Au début de #MeToo, Teresa Larraga ne veut pas entendre parler de ce mouvement. «Cela me touchait trop». Puis, un accident de genoux l’immobilise pendant une année. L’hyperactive ne peut plus travailler. Et se met à creuser et à convoquer ses fantômes.
«Des violeurs sont condamnés à quelques années de prison. La victime, elle, c’est à la perpétuité. C’est un travail de reconstruction de tous les jours, à vie.» Elle confie sa tristesse et sa colère de ne pas avoir été défendue ni protégée par sa famille. «Celle-ci m’est devenue si étrangère que je me demandais souvent, déjà petite, où était ma vraie famille…»
Ce récit autobiographique, l’actrice souhaite le partager sur scène, pour elle, pour les autres surtout, pour briser le mur du silence. «En s’amusant», écrit-elle dans la présentation de son spectacle. En s’amusant? «Oui, le rire et l’art sont des antidotes. Même si je suis prête aussi à pleurer sur scène», raconte la clownesse, les larmes aux yeux.
Le théâtre pour survivre
L’art a été sa bouée de sauvetage. Très tôt, Teresa se lance dans une carrière théâtrale dans sa ville de Saragosse, puis à Madrid. Le succès lui sourit, mais la jeune femme éprise de liberté veut quitter sa famille, l’Espagne et devenir clown. Quelques signes du destin plus tard, à 22 ans, elle entre à l’école Dimitri au Tessin. Sa vie professionnelle se déroule ensuite sur les chapeaux de roues et dans toutes les directions.
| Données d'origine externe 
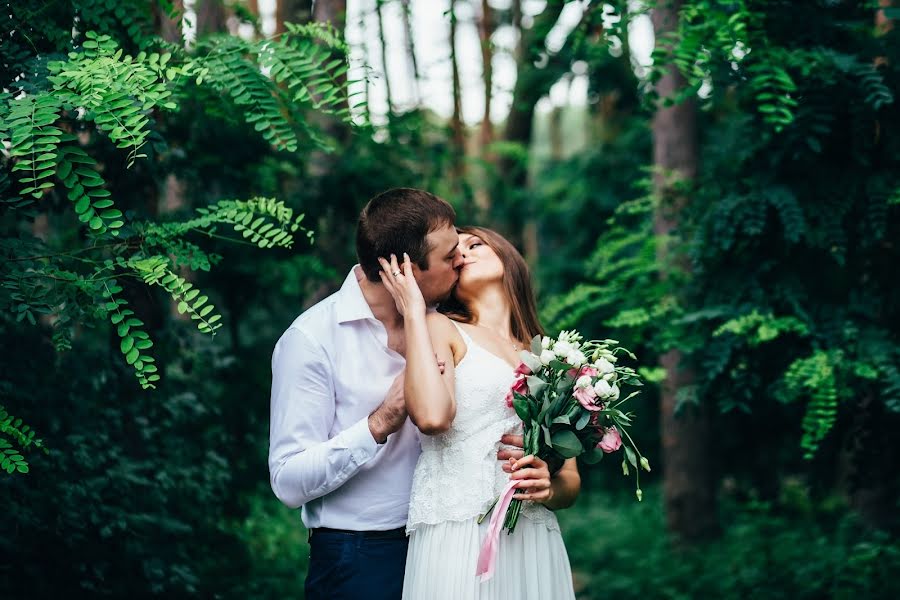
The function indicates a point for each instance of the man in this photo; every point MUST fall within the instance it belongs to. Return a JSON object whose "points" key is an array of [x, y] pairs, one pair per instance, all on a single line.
{"points": [[341, 444]]}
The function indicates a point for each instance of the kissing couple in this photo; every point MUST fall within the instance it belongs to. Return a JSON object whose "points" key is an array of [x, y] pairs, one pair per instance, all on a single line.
{"points": [[389, 423]]}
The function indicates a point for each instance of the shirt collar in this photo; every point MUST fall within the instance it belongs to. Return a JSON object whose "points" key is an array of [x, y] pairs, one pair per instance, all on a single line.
{"points": [[351, 304]]}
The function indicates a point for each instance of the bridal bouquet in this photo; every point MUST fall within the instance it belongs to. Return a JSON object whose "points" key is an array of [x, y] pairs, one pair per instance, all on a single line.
{"points": [[568, 394]]}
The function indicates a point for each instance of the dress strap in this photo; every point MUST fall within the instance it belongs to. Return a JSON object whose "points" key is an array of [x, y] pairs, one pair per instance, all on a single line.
{"points": [[466, 338]]}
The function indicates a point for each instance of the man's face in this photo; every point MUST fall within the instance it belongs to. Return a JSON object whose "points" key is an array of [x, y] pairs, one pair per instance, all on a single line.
{"points": [[444, 261]]}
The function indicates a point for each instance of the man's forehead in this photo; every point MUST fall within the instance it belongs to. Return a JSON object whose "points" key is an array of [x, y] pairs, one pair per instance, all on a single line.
{"points": [[444, 238]]}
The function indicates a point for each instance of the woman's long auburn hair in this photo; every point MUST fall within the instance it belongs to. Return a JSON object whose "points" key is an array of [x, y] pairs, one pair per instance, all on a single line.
{"points": [[523, 320]]}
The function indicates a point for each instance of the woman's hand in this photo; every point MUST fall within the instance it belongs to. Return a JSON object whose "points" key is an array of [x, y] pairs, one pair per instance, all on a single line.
{"points": [[402, 285], [533, 477]]}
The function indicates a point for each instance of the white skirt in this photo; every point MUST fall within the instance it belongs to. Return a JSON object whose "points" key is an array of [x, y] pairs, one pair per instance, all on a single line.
{"points": [[532, 563]]}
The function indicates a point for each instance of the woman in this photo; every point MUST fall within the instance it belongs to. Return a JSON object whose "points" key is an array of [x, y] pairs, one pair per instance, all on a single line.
{"points": [[463, 415]]}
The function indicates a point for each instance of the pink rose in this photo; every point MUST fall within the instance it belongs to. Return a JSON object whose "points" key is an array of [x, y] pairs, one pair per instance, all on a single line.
{"points": [[586, 370], [519, 386], [611, 440], [522, 369], [586, 397]]}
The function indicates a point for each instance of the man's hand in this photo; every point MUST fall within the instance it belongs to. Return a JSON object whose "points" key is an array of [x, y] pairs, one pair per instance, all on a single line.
{"points": [[391, 414]]}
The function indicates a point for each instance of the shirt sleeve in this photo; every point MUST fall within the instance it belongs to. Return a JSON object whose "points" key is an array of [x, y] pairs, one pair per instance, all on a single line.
{"points": [[304, 463]]}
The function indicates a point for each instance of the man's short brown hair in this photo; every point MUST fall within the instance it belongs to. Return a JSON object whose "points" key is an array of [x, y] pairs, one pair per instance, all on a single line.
{"points": [[398, 221]]}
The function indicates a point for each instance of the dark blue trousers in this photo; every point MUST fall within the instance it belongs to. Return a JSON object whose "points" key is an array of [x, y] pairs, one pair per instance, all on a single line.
{"points": [[349, 566]]}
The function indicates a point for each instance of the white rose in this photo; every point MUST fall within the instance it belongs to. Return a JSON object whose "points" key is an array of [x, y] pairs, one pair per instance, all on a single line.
{"points": [[576, 358], [604, 366], [546, 357], [602, 388], [563, 349], [583, 382]]}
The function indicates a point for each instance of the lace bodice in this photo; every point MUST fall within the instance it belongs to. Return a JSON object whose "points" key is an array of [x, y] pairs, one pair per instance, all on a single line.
{"points": [[458, 475]]}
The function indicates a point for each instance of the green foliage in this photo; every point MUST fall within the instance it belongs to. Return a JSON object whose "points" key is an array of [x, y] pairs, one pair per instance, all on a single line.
{"points": [[91, 88], [797, 546], [11, 458]]}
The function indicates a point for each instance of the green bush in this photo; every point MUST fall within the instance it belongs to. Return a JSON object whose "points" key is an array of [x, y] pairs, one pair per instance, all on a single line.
{"points": [[786, 549]]}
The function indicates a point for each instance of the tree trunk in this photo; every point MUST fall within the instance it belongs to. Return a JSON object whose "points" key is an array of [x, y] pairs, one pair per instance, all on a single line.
{"points": [[211, 17], [387, 79], [170, 29], [486, 28], [291, 11], [531, 84], [456, 124], [411, 50], [331, 11], [687, 477]]}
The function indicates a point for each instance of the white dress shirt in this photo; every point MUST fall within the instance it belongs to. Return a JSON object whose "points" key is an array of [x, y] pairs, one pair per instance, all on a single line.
{"points": [[330, 370]]}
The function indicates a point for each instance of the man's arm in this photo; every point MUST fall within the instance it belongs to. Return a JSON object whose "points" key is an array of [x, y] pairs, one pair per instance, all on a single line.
{"points": [[303, 463]]}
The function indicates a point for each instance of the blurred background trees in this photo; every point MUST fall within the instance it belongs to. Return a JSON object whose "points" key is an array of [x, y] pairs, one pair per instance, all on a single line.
{"points": [[713, 183]]}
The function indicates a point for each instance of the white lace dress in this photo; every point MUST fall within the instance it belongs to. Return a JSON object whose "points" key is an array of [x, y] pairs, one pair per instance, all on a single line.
{"points": [[457, 478]]}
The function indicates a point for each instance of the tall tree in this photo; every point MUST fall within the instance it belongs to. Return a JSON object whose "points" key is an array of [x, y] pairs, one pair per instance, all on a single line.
{"points": [[688, 483], [379, 4], [291, 11], [456, 122], [211, 16], [411, 49], [486, 27]]}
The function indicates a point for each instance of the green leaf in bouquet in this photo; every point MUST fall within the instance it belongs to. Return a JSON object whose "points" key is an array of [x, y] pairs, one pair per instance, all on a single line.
{"points": [[632, 457], [536, 347], [566, 443], [548, 440], [523, 407], [592, 456], [564, 385], [583, 420], [536, 385], [531, 361], [558, 365]]}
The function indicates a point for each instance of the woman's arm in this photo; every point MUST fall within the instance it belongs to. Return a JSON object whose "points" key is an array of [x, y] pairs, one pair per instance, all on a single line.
{"points": [[429, 393], [430, 397], [558, 491]]}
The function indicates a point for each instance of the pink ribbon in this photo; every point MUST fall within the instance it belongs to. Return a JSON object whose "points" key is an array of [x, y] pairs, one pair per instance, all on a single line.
{"points": [[491, 544]]}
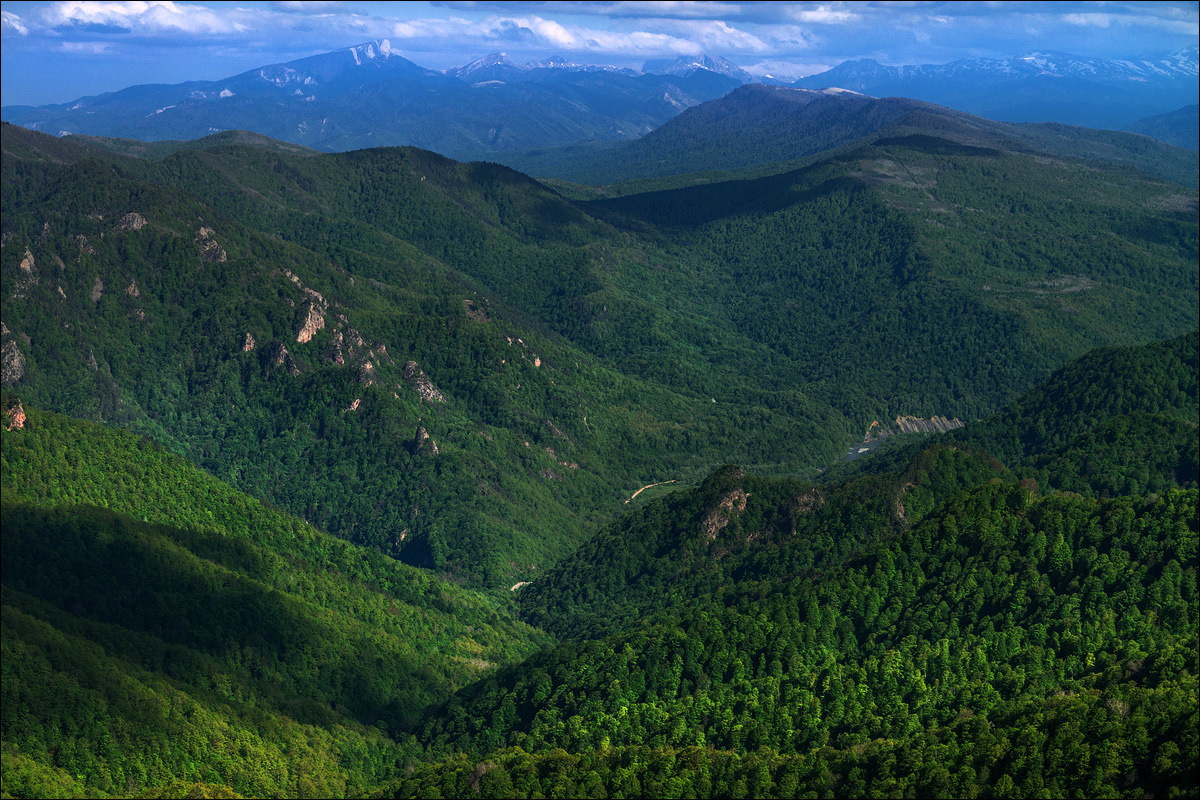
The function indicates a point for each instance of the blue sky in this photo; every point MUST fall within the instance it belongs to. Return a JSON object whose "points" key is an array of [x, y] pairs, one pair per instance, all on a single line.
{"points": [[57, 52]]}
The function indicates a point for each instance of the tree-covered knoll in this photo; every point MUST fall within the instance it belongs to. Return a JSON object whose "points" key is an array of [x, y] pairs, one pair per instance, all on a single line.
{"points": [[135, 326], [580, 350], [1119, 420], [1005, 645], [759, 127], [160, 626], [1162, 378], [934, 629], [867, 270], [735, 528]]}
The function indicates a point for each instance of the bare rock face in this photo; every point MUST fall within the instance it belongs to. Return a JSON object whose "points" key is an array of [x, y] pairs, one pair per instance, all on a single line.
{"points": [[132, 221], [28, 275], [12, 364], [417, 378], [210, 251], [912, 425], [477, 312], [313, 320], [275, 355], [933, 425], [367, 373], [13, 416], [808, 501], [731, 505], [424, 443]]}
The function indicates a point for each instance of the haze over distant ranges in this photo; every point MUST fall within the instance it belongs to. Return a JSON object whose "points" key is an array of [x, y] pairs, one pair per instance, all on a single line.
{"points": [[59, 52]]}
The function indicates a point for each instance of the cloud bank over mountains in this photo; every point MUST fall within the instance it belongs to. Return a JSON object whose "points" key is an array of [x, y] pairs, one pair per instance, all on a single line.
{"points": [[59, 50]]}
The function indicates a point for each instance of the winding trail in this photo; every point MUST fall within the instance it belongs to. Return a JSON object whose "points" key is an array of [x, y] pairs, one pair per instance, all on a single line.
{"points": [[648, 486]]}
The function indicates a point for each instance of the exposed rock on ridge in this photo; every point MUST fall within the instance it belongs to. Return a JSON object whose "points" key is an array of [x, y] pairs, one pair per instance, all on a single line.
{"points": [[912, 425], [417, 378]]}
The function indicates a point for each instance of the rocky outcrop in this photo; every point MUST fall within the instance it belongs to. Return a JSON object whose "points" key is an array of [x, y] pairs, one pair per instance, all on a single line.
{"points": [[311, 322], [933, 425], [12, 362], [275, 355], [808, 501], [132, 221], [911, 425], [417, 378], [13, 415], [731, 505], [366, 373], [477, 312], [424, 443], [27, 277], [210, 251]]}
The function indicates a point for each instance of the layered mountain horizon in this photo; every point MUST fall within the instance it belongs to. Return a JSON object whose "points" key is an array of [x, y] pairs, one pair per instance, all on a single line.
{"points": [[811, 444], [369, 95]]}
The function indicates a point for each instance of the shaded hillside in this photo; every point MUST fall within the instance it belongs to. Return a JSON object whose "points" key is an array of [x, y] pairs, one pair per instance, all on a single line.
{"points": [[760, 127], [993, 632], [1033, 88], [144, 307], [1003, 632], [863, 264], [370, 96], [1180, 127], [426, 352], [160, 626]]}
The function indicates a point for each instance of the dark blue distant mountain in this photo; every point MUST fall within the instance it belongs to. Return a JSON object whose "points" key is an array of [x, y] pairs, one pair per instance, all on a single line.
{"points": [[1180, 127], [1035, 88], [370, 96]]}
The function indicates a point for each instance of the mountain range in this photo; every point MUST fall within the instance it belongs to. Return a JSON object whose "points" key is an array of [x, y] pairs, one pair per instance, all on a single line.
{"points": [[379, 474], [369, 96], [1035, 88]]}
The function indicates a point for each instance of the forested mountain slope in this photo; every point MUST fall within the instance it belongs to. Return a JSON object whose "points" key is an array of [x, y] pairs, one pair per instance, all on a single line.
{"points": [[1006, 645], [988, 642], [417, 354], [370, 96], [311, 372], [760, 127], [1116, 421], [161, 627]]}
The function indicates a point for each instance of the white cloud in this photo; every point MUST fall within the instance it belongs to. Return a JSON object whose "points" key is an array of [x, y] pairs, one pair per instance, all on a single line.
{"points": [[10, 20], [147, 17], [786, 70], [826, 16], [715, 35], [84, 48], [1084, 20]]}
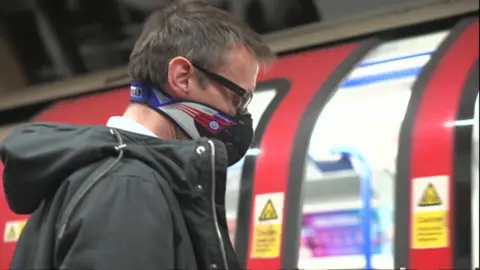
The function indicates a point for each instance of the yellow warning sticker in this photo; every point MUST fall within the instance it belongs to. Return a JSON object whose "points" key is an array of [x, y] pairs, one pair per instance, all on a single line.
{"points": [[13, 229], [267, 231], [266, 239], [429, 230], [430, 197], [268, 212]]}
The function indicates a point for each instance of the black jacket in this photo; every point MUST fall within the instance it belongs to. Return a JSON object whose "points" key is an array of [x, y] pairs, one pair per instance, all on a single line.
{"points": [[110, 199]]}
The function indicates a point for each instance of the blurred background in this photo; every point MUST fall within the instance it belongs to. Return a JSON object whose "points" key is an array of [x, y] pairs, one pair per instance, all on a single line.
{"points": [[64, 61], [52, 39]]}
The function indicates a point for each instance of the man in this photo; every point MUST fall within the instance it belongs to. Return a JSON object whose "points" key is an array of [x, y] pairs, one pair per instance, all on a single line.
{"points": [[148, 190]]}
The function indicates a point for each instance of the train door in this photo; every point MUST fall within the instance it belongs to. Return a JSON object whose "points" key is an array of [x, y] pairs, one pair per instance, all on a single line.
{"points": [[475, 188], [349, 190]]}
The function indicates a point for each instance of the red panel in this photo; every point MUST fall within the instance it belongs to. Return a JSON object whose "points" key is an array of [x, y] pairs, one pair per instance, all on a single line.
{"points": [[432, 141], [307, 72]]}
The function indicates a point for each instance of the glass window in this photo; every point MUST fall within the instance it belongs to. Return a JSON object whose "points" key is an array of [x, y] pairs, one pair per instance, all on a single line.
{"points": [[355, 141]]}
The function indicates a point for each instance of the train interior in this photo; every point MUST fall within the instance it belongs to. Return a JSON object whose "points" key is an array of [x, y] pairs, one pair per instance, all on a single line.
{"points": [[351, 159], [363, 120]]}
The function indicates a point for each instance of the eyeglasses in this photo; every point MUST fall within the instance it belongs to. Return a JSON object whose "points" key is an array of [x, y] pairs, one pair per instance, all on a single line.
{"points": [[246, 96]]}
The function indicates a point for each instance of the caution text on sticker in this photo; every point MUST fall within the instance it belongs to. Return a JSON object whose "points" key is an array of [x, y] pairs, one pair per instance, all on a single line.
{"points": [[430, 197], [268, 212], [13, 229], [266, 241], [430, 230]]}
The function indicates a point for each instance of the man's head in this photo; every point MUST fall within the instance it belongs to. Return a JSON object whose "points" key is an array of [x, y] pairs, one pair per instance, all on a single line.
{"points": [[184, 42]]}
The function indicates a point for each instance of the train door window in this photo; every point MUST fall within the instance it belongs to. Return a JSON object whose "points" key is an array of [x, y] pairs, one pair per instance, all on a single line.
{"points": [[355, 141], [475, 189], [261, 99]]}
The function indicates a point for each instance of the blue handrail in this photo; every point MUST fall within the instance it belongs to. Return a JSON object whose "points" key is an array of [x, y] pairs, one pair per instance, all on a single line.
{"points": [[348, 153]]}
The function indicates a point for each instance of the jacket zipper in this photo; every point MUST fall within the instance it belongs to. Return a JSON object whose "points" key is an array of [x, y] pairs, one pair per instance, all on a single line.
{"points": [[214, 210]]}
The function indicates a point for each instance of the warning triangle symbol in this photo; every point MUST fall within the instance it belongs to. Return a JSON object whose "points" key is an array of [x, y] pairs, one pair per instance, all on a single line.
{"points": [[268, 212], [430, 197]]}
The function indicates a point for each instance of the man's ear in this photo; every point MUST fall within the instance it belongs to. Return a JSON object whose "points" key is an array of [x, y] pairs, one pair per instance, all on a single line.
{"points": [[180, 73]]}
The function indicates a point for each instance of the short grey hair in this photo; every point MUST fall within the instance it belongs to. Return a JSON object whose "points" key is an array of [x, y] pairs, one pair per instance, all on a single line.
{"points": [[193, 29]]}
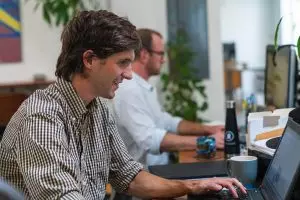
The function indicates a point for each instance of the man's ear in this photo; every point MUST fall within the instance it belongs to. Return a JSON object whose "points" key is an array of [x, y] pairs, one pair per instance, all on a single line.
{"points": [[144, 56], [87, 58]]}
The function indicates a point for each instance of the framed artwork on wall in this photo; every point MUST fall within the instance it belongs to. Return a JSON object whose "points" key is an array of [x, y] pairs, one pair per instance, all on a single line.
{"points": [[10, 31]]}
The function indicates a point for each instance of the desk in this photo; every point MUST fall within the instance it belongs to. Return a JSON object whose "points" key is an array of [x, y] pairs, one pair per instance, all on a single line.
{"points": [[190, 157]]}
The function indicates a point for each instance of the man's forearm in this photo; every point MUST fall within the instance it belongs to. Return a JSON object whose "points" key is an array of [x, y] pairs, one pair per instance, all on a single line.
{"points": [[148, 186], [191, 128], [172, 142]]}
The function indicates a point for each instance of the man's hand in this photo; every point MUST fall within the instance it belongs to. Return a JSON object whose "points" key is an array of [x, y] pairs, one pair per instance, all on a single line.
{"points": [[212, 130], [219, 136], [214, 185]]}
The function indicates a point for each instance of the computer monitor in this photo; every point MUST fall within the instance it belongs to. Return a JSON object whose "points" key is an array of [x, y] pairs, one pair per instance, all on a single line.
{"points": [[281, 74], [228, 51]]}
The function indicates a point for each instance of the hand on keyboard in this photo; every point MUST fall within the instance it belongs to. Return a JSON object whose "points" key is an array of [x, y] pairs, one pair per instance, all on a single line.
{"points": [[212, 185], [226, 194]]}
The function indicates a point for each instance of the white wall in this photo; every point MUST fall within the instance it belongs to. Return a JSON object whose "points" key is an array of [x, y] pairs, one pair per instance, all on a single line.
{"points": [[155, 17], [251, 25], [40, 48], [215, 85], [41, 45]]}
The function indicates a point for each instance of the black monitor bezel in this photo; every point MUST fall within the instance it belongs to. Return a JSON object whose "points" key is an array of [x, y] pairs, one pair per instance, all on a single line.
{"points": [[292, 74], [296, 128]]}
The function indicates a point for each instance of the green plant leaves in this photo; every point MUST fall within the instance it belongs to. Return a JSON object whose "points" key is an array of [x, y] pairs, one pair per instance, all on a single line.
{"points": [[181, 86], [59, 12]]}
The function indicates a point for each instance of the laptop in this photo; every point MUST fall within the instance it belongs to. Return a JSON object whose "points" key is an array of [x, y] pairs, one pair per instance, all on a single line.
{"points": [[190, 170], [283, 171]]}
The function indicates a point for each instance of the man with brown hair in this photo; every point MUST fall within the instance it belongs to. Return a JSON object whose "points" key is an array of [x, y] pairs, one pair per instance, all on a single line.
{"points": [[62, 143], [148, 132]]}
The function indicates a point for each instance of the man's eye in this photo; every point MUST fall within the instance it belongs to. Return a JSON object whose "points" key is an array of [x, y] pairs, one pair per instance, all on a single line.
{"points": [[124, 63]]}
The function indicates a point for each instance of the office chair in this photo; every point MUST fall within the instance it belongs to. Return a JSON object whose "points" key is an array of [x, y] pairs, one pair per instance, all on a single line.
{"points": [[7, 192]]}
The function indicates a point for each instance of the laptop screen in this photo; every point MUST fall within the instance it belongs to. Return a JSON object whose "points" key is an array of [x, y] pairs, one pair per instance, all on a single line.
{"points": [[279, 177]]}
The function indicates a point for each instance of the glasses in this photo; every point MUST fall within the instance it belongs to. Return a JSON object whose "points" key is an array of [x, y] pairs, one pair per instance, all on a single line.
{"points": [[160, 53]]}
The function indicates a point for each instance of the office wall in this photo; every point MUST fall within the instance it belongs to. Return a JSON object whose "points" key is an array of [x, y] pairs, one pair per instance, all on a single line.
{"points": [[41, 45], [152, 14], [251, 25]]}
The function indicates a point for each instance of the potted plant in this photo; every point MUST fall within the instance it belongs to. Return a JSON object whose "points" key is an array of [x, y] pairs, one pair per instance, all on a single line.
{"points": [[184, 92]]}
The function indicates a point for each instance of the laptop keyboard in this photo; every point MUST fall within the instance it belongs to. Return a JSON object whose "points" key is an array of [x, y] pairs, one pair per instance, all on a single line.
{"points": [[225, 194]]}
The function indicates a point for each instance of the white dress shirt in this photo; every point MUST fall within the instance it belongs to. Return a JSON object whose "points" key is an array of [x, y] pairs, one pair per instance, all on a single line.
{"points": [[141, 122]]}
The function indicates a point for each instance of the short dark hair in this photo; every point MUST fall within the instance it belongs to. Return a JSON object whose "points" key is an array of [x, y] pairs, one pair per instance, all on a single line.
{"points": [[146, 39], [102, 32]]}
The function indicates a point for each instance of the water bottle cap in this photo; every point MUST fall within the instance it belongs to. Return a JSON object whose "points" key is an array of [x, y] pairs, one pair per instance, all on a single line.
{"points": [[230, 104]]}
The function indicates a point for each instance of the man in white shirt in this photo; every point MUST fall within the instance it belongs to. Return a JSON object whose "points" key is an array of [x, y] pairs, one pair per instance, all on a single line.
{"points": [[147, 130]]}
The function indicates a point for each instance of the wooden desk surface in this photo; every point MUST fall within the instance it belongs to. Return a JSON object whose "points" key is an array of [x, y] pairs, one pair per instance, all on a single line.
{"points": [[191, 156]]}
Sa vie privée, quant à elle, commence par une tournure un peu plus chaotique. Elle épouse «un manipulateur», dont elle divorce six ans plus tard.
Reste qu’il y a 25 ans déjà, Teresa Larraga trouve l’amour de sa vie, celui qui deviendra le père de sa fille. Le soutien sans faille de ce dernier lui permet de vivre son art sans se soucier de la précarité inhérente aux artistes, encore renforcée par la pandémie. «Sans lui, et même si je n’ai pas arrêté de travailler sur mes pièces, je me serais retrouvée à l’aide sociale comme beaucoup d’autres artistes. C’est fou que la Suisse, pays si riche, soutienne si peu la culture», estime celle qui a discouru lors du 1er Mai à Neuchâtel sur cette situation, avant de chanter la version originelle de Bella Ciao – celle qui dénonce les conditions de travail des ouvrières saisonnières dans les rizières du nord de l’Italie.
Entre militance et foi
Hors scène, Teresa Larraga – avec ses camarades du collectif féministe neuchâtelois – a tracté ces derniers temps dans les rues neuchâteloises pour la révision du Code pénal afin de redéfinir la notion de viol sur la base du non-consentement. La militante partage aussi sa révolte face au manque de structures d’accueil pour les femmes victimes de violences domestiques ou le manque de sensibilisation dans les écoles.
Femme-courage, expressive et extravagante, Teresa Larraga confie toutefois son manque de confiance en elle. Et chérit son monde intérieur. Elle a embrassé le bouddhisme il y a sept ans et pourrait résumer sa quête spirituelle par une phrase: «Je mets ma vie au service de l’univers.»
A 57 ans, l’artiste dit se sentir telle une gamine qui découvre la vie, toujours prête à se laisser surprendre. Elle a d’ailleurs des idées et des projets plein la tête, comme celui de créer un centre de formation de clowns à Neuchâtel. «Je souhaite que la pédagogie, l’humanité, l’ouverture à l’autre soient le moteur de cette école. Autant d’ingrédients qui manquent trop souvent dans les formations artistiques. Révéler le meilleur de l’élève.» En l’écoutant, on se prend à rêver avec elle, tant son enthousiasme et son amour pour l’autre sont contagieux.